Livermore/USA — A new technique developed at Sandia National Laboratories in the USA, not only recovers rare-earth metals in an environmentally harmless manner but would actually improve environments by reducing the toxicity of coal waste. The Sandia process, which uses citric acid as a carrier for rare-earth metals, so they separate from coal ash, the host material, was implemented by Guangping Xu, lead Sandia researcher on the project. The extraction process is facilitated by using supercritical carbon dioxide solvent. Xu’s Sandia colleague Yongliang Xiong suggested citric acid, a commonly used and environmentally friendly chemical for holding metals in solution.
Xu found that in less than a day, at 158° Fahrenheit (70°C) and 1100 pounds per square inch pressure (about 70 times ordinary atmospheric pressure), the method extracted 42 percent of rare-earth metals present in coal waste samples. Chinese mines, where 95 percent of the world’s resources of rare-earth metals are located, achieve less efficient separation while using environmentally damaging methods.

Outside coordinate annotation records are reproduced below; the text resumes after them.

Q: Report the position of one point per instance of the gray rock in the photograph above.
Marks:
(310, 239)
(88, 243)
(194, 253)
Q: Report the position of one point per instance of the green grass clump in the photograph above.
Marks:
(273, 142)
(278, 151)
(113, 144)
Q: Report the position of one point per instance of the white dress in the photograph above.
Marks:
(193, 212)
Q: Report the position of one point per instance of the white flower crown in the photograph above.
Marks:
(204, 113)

“Harmless extraction of rare-earth metals from coal ash not only provides a national source of materials essential for computer chips, smart phones and other high-tech products — including fighter jets and submarines — but also makes the coal ash cleaner and less toxic, enabling its direct reuse as concrete filler or agricultural topsoil,” said Guangping Xu.
This technology also could open a new avenue for carbon-dioxide reutilization and sequestration, said Xu’s Sandia colleague Mark Rigali, who with Xu is exploring the use of citric acid and supercritical carbon dioxide to mine metals from oil and gas shales that are often rich in metals. “Using existing oil and gas fracking wells, the citric acid and supercritical carbon dioxide can be used cost-effectively to mine metals while disposing of carbon dioxide below ground,” Rigali said.